Rearrange the barcodes so that no two adjacent barcodes are equal. You may return any answer, and it is guaranteed an answer > exists.
Example 1:
Input: [1,1,1,2,2,2]
Output: [2,1,2,1,2,1]Example 2:
Input: [1,1,1,1,2,2,3,3]
Output: [1,3,1,3,2,1,2,1]Note:
1 <= barcodes.length <= 10000
1 <= barcodes[i] <= 10000
Solutions
- Primitive idea, like greedy. As there is a guaranteed answer, we just get the most frequent element and fill in odd position first and then even position one by one.
- Heap method. Using template below. Basically, we are doing similar thing as the first greedy approach.
- we put {element, frequency} to a max heap sorted by the frequency.
- we keep popping K (here K is 2) elements from the heap and put to the result, then we decrease the frequency of the popped elements.

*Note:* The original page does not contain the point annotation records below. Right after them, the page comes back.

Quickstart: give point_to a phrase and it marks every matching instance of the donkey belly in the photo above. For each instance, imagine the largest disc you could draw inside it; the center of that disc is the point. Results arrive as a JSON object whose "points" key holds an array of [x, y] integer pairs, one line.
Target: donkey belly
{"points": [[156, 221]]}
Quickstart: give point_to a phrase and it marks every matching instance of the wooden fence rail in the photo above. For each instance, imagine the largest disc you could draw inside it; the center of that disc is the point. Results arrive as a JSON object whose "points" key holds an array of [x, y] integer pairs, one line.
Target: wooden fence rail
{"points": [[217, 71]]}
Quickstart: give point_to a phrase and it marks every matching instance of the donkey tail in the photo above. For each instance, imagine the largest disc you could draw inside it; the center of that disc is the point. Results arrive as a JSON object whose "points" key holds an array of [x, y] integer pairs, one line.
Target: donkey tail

- goto step 1, push back to heap.
Similar Questions
Leetcode 358 Rearrange String
Leetcode 621 Task Scheduler
Template
class Solution {
public int[] rearrangeBarcodes(int[] barcodes) {
if(barcodes == null || barcodes.length == 0)
return new int[0];
Map<Integer, Integer> map = new HashMap<Integer, Integer>();
for(int i: barcodes)
map.put(i, map.getOrDefault(i, 0) + 1);
PriorityQueue<Map.Entry<Integer, Integer>> pq = new PriorityQueue<Map.Entry<Integer, Integer>>(
(a,b)->b.getValue()-a.getValue() == 0?a.getKey() - b.getKey(): b.getValue() - a.getValue());
for(Map.Entry<Integer, Integer> entry:map.entrySet())
pq.offer(entry);
int[] res = new int[barcodes.length];
int i = 0;
while(!pq.isEmpty()) {
int k = 2;
List<Map.Entry> tempList = new ArrayList<Map.Entry>();
while(k > 0 && !pq.isEmpty()) {
Map.Entry<Integer, Integer> head = pq.poll();
head.setValue(head.getValue() - 1);
res[i++] = head.getKey();
tempList.add(head);
k--;
}
for(Map.Entry<Integer, Integer> e: tempList) {
if(e.getValue() > 0)
pq.add(e);
}
if(pq.isEmpty())
break;
}
return res;
}
}